Alight from the bus at Bryn Royal Oak, walk to the rear of the pub (GR 819920) at Station Terrace where the former railway trail is joined.

The railway station at Bryn was near the Royal Oak and the line went on north to Maesteg and beyond. You will see reference to the ‘Beast of Bryn’, following numerous sightings of a large black panther-like animal giving its name to an annual 25km run around the area, using the railway in part. The colliery at Bryn was across the B4282 road opposite the Royal Oak.

The trail initially takes a level course above the village before dropping on a falling grade crossing over a minor road after 1 kilometre.

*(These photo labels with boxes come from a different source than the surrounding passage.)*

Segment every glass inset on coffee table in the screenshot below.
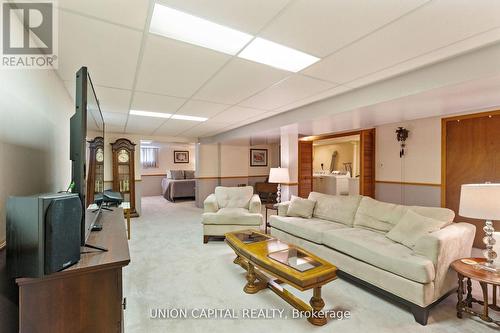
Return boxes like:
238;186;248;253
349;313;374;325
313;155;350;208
267;248;321;272
234;230;273;244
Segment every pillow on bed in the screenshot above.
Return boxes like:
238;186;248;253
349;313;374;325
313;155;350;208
167;170;184;179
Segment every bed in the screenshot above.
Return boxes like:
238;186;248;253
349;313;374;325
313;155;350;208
161;172;196;202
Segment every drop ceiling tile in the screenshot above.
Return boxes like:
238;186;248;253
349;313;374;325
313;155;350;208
57;0;149;30
273;85;354;113
177;100;229;118
94;86;132;114
349;27;500;88
58;11;142;89
136;34;230;97
180;120;228;137
64;81;132;114
195;58;290;104
102;112;127;132
239;75;334;110
106;125;125;133
304;0;500;84
239;111;278;126
210;106;266;124
261;0;429;58
125;115;167;135
131;92;186;113
154;119;197;136
158;0;289;34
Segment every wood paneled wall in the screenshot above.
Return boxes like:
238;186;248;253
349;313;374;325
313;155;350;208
359;128;375;198
298;141;313;198
441;111;500;248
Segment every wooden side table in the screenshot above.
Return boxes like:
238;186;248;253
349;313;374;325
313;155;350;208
265;204;278;234
120;202;130;239
451;258;500;326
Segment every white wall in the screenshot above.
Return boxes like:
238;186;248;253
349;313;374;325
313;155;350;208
376;117;441;184
0;69;74;243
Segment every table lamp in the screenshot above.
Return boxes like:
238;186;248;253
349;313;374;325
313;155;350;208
269;168;290;203
459;183;500;272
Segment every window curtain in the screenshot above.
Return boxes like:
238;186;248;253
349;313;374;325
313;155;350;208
141;147;159;169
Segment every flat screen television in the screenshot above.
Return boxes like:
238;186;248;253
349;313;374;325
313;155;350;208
70;67;104;246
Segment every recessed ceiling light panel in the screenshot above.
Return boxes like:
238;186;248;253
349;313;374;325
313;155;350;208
130;110;172;118
172;114;208;121
238;37;320;72
149;3;253;55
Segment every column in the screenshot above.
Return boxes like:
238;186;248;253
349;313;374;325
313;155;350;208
280;125;299;201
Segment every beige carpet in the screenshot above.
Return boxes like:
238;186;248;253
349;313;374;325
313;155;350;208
124;197;496;333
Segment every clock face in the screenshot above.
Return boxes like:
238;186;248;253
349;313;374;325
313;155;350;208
95;148;104;162
118;149;129;163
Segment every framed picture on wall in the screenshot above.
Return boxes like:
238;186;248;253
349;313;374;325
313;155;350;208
174;150;189;163
250;149;267;166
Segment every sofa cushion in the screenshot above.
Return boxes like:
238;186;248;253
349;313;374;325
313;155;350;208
385;209;446;249
309;192;362;227
354;197;405;233
215;186;253;209
202;208;262;226
407;206;455;224
323;228;435;283
354;197;455;233
184;170;194;179
286;195;316;219
269;215;346;244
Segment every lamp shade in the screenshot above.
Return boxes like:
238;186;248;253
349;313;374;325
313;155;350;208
458;183;500;220
269;168;290;184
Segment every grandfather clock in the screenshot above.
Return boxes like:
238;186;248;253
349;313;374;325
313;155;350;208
111;138;139;217
87;136;104;207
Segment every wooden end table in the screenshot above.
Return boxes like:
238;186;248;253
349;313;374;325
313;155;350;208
265;203;278;234
451;258;500;326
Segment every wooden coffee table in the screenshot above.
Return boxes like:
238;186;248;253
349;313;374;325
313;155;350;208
225;230;337;326
451;258;500;326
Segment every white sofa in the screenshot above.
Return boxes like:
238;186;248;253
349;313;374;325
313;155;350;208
202;186;263;243
269;192;475;325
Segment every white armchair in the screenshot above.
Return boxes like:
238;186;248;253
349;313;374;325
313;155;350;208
202;186;263;243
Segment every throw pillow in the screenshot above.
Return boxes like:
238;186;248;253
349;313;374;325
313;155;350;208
286;195;316;219
385;209;447;249
167;170;184;180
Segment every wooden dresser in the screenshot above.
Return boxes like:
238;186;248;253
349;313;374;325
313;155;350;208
16;208;130;333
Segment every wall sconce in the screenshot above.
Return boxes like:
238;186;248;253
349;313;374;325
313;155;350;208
396;127;410;158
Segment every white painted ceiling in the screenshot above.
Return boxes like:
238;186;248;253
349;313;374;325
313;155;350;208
58;0;500;137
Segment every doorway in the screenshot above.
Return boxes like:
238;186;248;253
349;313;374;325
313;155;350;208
298;129;375;198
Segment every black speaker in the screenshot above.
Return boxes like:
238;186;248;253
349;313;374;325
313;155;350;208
45;197;82;274
7;193;82;277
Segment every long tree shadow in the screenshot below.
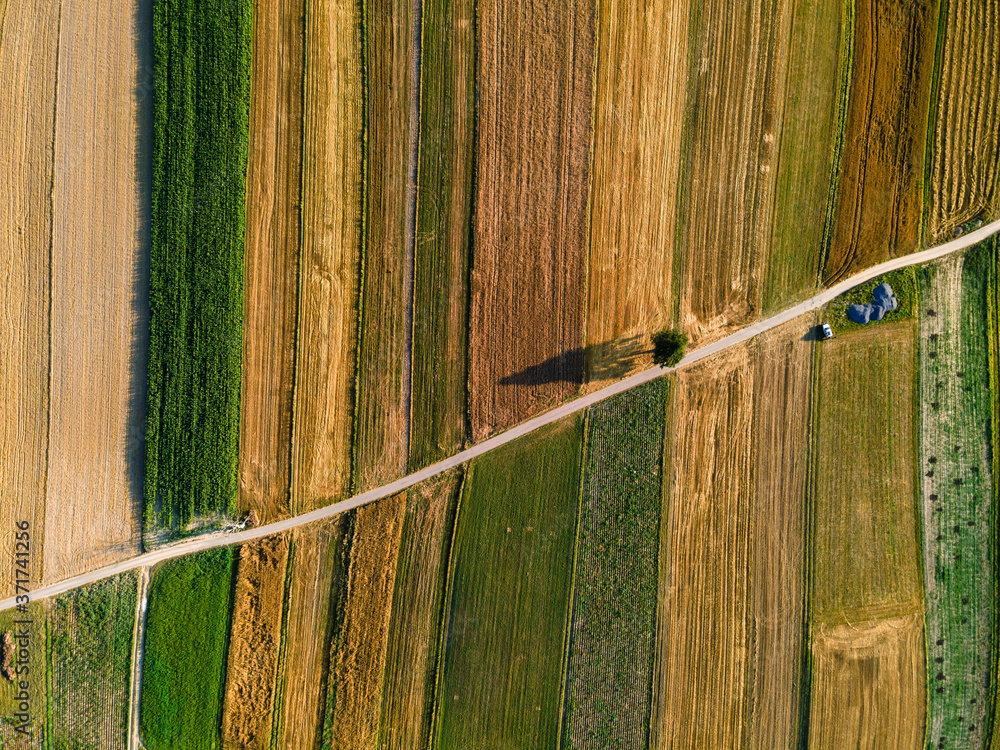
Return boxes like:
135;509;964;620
500;336;651;386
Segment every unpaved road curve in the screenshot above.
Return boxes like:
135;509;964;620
0;221;1000;611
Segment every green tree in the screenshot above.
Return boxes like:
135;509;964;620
650;328;688;367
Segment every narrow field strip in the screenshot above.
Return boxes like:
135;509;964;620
351;0;414;491
823;0;941;284
0;221;1000;611
143;0;253;544
469;0;595;441
239;0;305;522
919;250;995;750
560;379;669;750
49;571;138;750
0;0;59;594
925;0;1000;241
409;0;476;471
434;417;583;750
291;0;364;514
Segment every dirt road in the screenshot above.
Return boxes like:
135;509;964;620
0;221;1000;611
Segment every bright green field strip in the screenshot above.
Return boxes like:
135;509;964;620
140;547;232;750
0;602;48;747
920;246;993;750
437;418;583;750
812;321;922;625
763;0;843;314
410;0;475;469
562;378;667;750
144;0;252;533
49;571;138;750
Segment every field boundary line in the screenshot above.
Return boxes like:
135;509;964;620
0;220;1000;611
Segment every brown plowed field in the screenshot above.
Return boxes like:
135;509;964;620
652;348;754;748
327;494;406;750
354;0;413;490
677;0;791;342
45;0;151;580
469;0;594;440
812;321;923;625
587;0;689;381
651;320;812;748
0;0;59;596
380;473;461;750
809;615;924;750
927;0;1000;241
823;0;938;284
222;534;288;750
291;0;364;513
746;316;815;748
240;0;305;523
274;516;345;750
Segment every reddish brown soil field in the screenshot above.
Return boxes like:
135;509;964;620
469;0;595;440
240;0;305;523
823;0;938;284
222;534;288;750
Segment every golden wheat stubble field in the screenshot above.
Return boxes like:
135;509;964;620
587;0;690;381
291;0;364;513
651;318;812;748
926;0;1000;242
676;0;791;342
45;0;151;580
823;0;938;284
809;321;925;749
469;0;594;440
239;0;305;523
222;534;289;750
0;0;59;596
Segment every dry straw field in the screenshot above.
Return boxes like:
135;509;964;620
222;534;288;750
823;0;938;284
652;324;812;748
239;0;305;522
469;0;594;440
926;0;1000;242
291;0;364;513
0;0;59;596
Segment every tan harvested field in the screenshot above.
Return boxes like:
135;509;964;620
651;319;812;748
45;0;151;580
0;0;59;596
823;0;938;285
380;473;461;750
809;614;924;750
222;534;288;750
239;0;305;523
746;315;816;748
274;516;345;750
676;0;791;342
587;0;689;381
469;0;594;440
327;494;406;750
354;0;413;490
812;321;923;626
291;0;364;513
927;0;1000;242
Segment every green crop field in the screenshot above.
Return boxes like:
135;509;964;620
437;418;582;750
144;0;252;533
920;246;994;748
49;571;138;750
562;378;668;750
140;547;232;750
409;0;475;469
812;321;922;624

From here, it curves gently into Cwm Dyffryn on a course high above the river with surroundings becoming gradually more wooded. It meets the road (left) after 3 kilometres and thereafter, rail and road alignments are parallel through a deeply wooded area. Note the holiday park (left), built on the site of a coal mine (GR 788900), and the village of Goytre on the hill to your left.

The ‘gentle’ grade referred to above was quite steep in railway terms (2.5%) and heavy trains heading north often needed an assisting locomotive. Little evidence remains of previous coal mining though a number of drift mines existed close to the Goytre Valley Holiday Park.

A little further on, the trail comes to an abrupt end and you pass alongside the river (right) with a housing estate (left) on the site of the former Dyffryn Yard locomotive sheds.

These sheds were significant servicing a large fleet of freight and shunting locomotives servicing Port Talbot steelworks. They closed in 1964, the remaining steam locomotives transferring to Neath and diesel locomotives to a new depot at Margam.

The trail emerges on the bend of the A4107 road and you turn right then left and walk down Tanygroes Street, turning left into Eagle Street.

On the left at the A4107 is a former chapel and the cabin controlling the level crossing at this site had the odd name ‘Chapel of Ease Crossing’ after the Holy Cross Church (now a ‘chapel of rest’!)

At the end of Eagle Street, you pass (right) the site of Central station before reaching the A48; turn right here and your walk ends at Port Talbot Parkway station.

No trace remains of the Central station, which, though closed to passengers in 1933, remained as a goods yard up to the 1960’s.